Cleveland OH, November 20, 2017 – A recent article in FoodDIVE featured the announcement from Coca-Cola that it plans to launch a new carbonated soft drink sweetened with stevia in 2018. Despite unsuccessful attempts to launch stevia-sweetened beverages in the past by the company and others, Coca-Cola believes they have overcome previous drawbacks associated with stevia to woo back former soft drink consumers who have moved to “healthier” beverages.
According to Freedonia Group analyst Christine O’Keefe, “Many consumers have become concerned with the prevalence of added sugar in their diets and its potential health impacts. Additionally, if the upcoming launch of the new Nutrition Facts label occurs as planned, by 2020 most foods and beverages will be required to list the amount of sugar added to the product. As a result, food and beverage manufacturers have been searching for an all natural, better for you sweetener that tastes similar to sugar.”
Past beverage formulations using stevia or other natural alternative sweeteners have faced many challenges, in particular taste issues.

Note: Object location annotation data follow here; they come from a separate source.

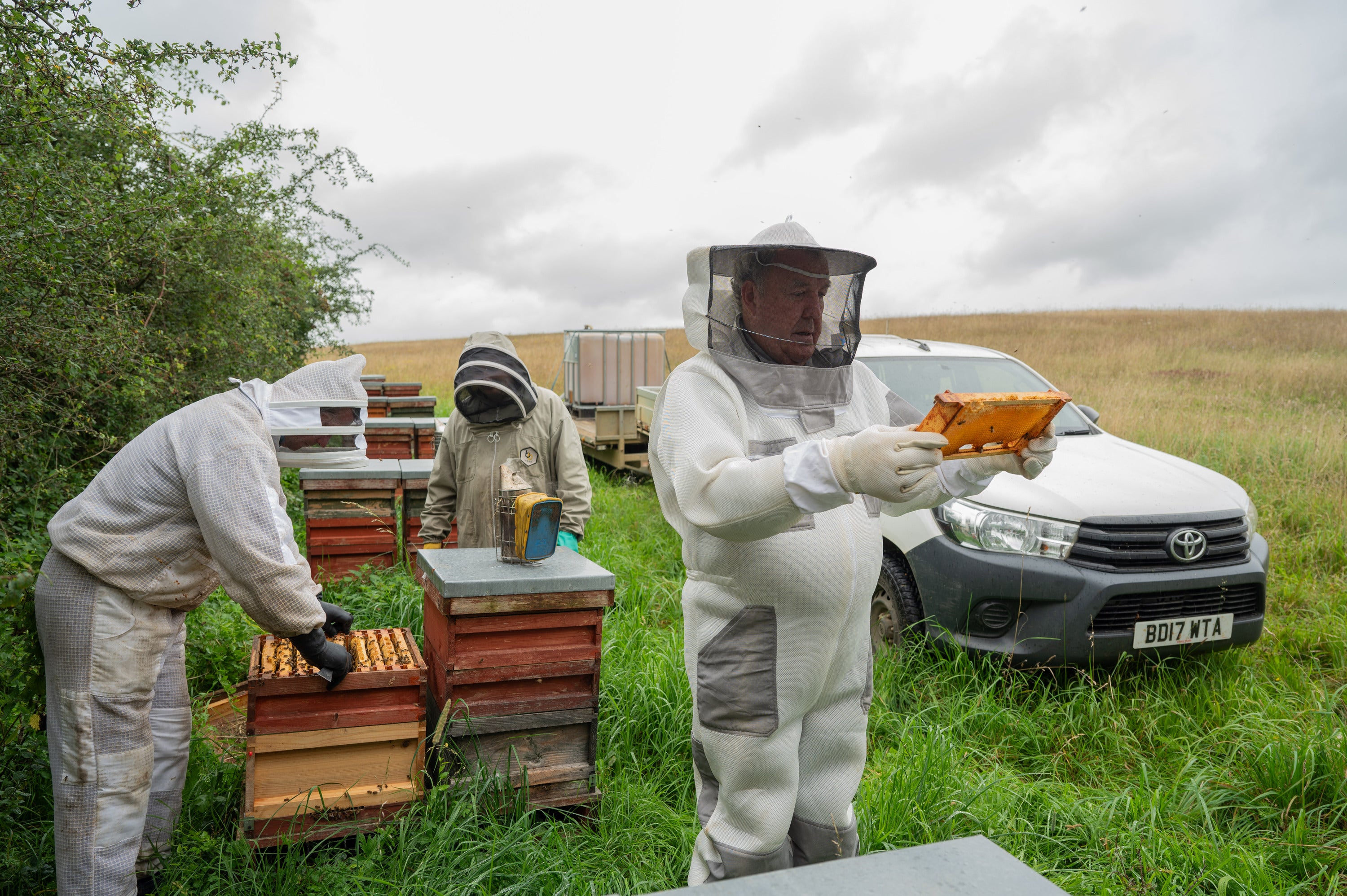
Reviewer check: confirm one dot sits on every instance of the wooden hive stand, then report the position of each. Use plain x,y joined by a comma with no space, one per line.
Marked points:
351,518
390,438
332,763
411,404
514,655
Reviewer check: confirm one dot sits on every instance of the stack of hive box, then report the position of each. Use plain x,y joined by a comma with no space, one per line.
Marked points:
402,388
426,442
390,438
514,655
330,763
410,404
378,407
351,518
415,483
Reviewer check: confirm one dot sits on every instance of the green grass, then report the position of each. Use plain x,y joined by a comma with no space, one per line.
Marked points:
1222,774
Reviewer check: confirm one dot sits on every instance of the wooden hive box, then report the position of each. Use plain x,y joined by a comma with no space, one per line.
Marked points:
390,438
411,404
326,763
351,518
402,388
415,484
426,441
514,655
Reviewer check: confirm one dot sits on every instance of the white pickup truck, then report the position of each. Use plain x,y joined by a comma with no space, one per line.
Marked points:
1116,549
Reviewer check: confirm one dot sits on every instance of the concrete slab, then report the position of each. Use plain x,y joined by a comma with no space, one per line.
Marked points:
968,867
380,470
475,572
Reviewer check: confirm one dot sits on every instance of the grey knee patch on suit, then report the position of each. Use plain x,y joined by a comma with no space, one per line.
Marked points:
737,863
736,676
710,790
814,843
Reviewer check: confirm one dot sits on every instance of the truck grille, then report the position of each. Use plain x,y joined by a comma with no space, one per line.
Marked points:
1124,611
1137,545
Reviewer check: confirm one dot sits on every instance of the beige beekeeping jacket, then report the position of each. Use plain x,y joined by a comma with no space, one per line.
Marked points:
196,502
465,475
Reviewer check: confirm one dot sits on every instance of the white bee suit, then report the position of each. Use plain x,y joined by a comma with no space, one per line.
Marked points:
192,503
782,565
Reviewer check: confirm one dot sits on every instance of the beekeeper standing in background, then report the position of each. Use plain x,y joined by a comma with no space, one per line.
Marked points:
190,505
500,414
759,446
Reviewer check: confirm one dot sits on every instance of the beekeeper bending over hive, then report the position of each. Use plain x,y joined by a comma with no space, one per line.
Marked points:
499,414
759,448
190,505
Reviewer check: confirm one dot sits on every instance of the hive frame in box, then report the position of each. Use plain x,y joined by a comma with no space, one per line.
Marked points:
351,518
415,484
515,668
970,419
608,426
341,750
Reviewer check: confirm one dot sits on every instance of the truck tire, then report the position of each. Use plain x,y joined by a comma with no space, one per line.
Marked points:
896,612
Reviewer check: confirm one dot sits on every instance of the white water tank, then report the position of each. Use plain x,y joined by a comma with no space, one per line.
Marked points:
605,367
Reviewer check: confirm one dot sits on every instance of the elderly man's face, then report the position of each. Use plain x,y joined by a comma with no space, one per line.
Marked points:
788,307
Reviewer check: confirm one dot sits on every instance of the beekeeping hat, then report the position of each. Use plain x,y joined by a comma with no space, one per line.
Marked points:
492,384
316,417
714,322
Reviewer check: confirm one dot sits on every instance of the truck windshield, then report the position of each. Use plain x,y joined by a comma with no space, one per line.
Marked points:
919,380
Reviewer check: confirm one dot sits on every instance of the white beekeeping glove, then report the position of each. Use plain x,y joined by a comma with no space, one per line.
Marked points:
1030,463
892,464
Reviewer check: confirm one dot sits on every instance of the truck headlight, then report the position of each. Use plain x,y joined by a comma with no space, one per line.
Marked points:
985,530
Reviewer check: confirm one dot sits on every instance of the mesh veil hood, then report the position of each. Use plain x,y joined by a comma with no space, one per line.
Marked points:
492,384
713,324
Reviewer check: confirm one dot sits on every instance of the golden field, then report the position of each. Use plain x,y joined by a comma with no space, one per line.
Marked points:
1171,379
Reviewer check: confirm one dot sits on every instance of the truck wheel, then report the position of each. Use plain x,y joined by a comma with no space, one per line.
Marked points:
896,610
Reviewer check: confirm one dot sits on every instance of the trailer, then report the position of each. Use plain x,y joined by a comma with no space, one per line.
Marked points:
603,372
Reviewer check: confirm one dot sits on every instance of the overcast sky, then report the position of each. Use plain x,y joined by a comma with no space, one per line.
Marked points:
543,166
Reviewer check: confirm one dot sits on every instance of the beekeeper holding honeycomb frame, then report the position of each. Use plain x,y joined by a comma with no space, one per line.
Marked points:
759,446
502,414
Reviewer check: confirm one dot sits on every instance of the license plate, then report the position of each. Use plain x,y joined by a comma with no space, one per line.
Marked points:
1184,630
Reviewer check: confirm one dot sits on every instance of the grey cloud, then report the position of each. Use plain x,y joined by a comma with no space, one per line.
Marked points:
1133,229
458,217
506,223
200,21
224,25
838,88
958,128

Coca-Cola has worked with stevia producer Pure Circle to develop and supply better tasting Rebaudioside glycosides. However, the supply of these better tasting molecules is limited, and as a result Coca-Cola is only releasing the new stevia sweetened soda in a small non-US market. However, if this form of stevia hits a sweet note with consumers, and production limitations can be overcome, Coca-Cola can potentially woo back some consumers who stopped drinking carbonated soft drinks – in the past 10 years carbonated soft drink production in the US has declined an average of 2% yearly, to 12.4 billion gallons in 2016.